To the glory Adam, and the creation, would have enjoyed, had he obeyed. To face to face, unveiled communion with God, who is goodness itself. From his goodness, and through his goodness, and unto his goodness (our goal and aim) are all things. And thus, by this goodness, we are called to be, and to do, good, and thus to the imitation of God in Jesus Christ. We are to be now, by the Spirit, diffusers of the divine goodness in the world. For goodness is a fruit of the Spirit.

So Paul exhorts the church: Let us not grow weary of doing good, for in due season we will reap, if we do not give up. So then, as we have opportunity, let us do good to everyone, and especially to those who are of the household of faith. Everyone means everyone. Love your enemies, do GOOD to those who hate you, bless those who curse you, pray for those who abuse you. Jesus said. Paul says much the same in Romans 12: do not be overcome by evil; but overcome evil with good. If you do good to those who do good to you, Jesus says, what benefit is that to you? For even sinners do the same.

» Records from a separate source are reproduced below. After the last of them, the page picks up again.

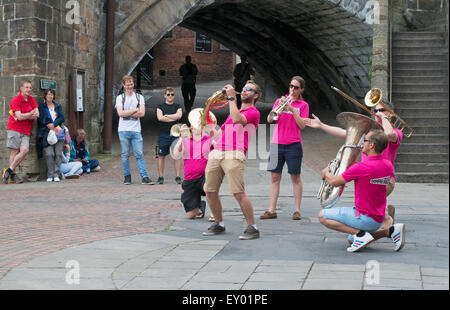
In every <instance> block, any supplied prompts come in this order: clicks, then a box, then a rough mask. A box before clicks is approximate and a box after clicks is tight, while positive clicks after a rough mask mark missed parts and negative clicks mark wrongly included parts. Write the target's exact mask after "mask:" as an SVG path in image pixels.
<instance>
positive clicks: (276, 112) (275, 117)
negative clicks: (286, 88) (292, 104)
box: [269, 95, 292, 121]
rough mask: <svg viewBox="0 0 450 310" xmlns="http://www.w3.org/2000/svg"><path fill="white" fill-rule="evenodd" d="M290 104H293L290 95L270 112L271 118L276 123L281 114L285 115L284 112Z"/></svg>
mask: <svg viewBox="0 0 450 310" xmlns="http://www.w3.org/2000/svg"><path fill="white" fill-rule="evenodd" d="M288 103H289V104H290V103H292V99H291V96H290V95H288V96H287V97H286V98H285V99H284V101H283V102H282V103H279V104H278V106H277V107H276V108H275V109H274V110H272V111H270V112H269V115H270V117H271V118H272V119H273V120H274V121H276V120H277V119H278V117H279V116H280V114H281V113H283V110H284V108H285V107H286V105H287V104H288Z"/></svg>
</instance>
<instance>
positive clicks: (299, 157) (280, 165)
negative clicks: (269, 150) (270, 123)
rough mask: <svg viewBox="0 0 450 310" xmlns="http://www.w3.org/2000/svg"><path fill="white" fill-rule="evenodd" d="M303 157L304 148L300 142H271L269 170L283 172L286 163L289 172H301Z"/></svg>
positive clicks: (272, 171)
mask: <svg viewBox="0 0 450 310" xmlns="http://www.w3.org/2000/svg"><path fill="white" fill-rule="evenodd" d="M302 159H303V148H302V144H301V143H300V142H298V143H292V144H286V145H285V144H276V143H271V144H270V155H269V164H268V166H267V171H270V172H279V173H281V172H282V171H283V166H284V163H286V164H287V166H288V173H289V174H301V172H302Z"/></svg>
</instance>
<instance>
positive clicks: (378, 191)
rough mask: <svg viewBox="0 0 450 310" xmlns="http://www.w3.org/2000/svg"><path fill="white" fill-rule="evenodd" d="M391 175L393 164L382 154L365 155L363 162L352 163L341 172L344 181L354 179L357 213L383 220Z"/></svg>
mask: <svg viewBox="0 0 450 310" xmlns="http://www.w3.org/2000/svg"><path fill="white" fill-rule="evenodd" d="M393 176H394V166H393V165H392V163H391V162H390V161H388V160H386V159H384V158H383V157H382V155H374V156H370V157H367V159H366V160H365V161H364V162H360V163H356V164H354V165H352V166H351V167H350V168H348V169H347V170H346V171H345V172H344V173H343V174H342V177H343V178H344V180H345V181H346V182H350V181H353V180H354V181H355V206H356V211H357V215H358V213H361V214H364V215H368V216H370V217H371V218H372V219H373V220H375V221H376V222H378V223H382V222H383V220H384V212H385V209H386V193H387V186H388V184H389V180H390V179H391V178H392V177H393Z"/></svg>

And yet, goodness does begin at home, and find its center in the household of faith. With all of the commands of the NT to love, to forgive, to forbear, to show kindness and patience to the saints. To visit the sick, the poor, the brothers of Jesus, in need and distress, so that we might hear that great commendation on the last day: Well done, GOOD and faithful servant.

In short, we are to be GOOD and to be zealous for GOOD works. Rivers of good works are to flow form the church. Let us, then, receive the good creation, the good gifts, including the supreme gift of the Good shepherd, receive them all with gratitude. Indeed, God has richly given us all things to enjoy. For, He who did not spare his own Son but gave him up for us all, how will he not also with him graciously give us all things? All that we need to reflect his goodness. Let us heed Peter's call, then, to live beautiful lives. Lives which reflect the beauty and moral excellence, the goodness of God himself. For as John puts it: whoever does good is from God. Finally, let us trance every particle of created goodness back to God himself, the fountain of good, and thus, join the Psalmist, saying with joy: Oh, give thanks to the Lord, for he IS good. Amen.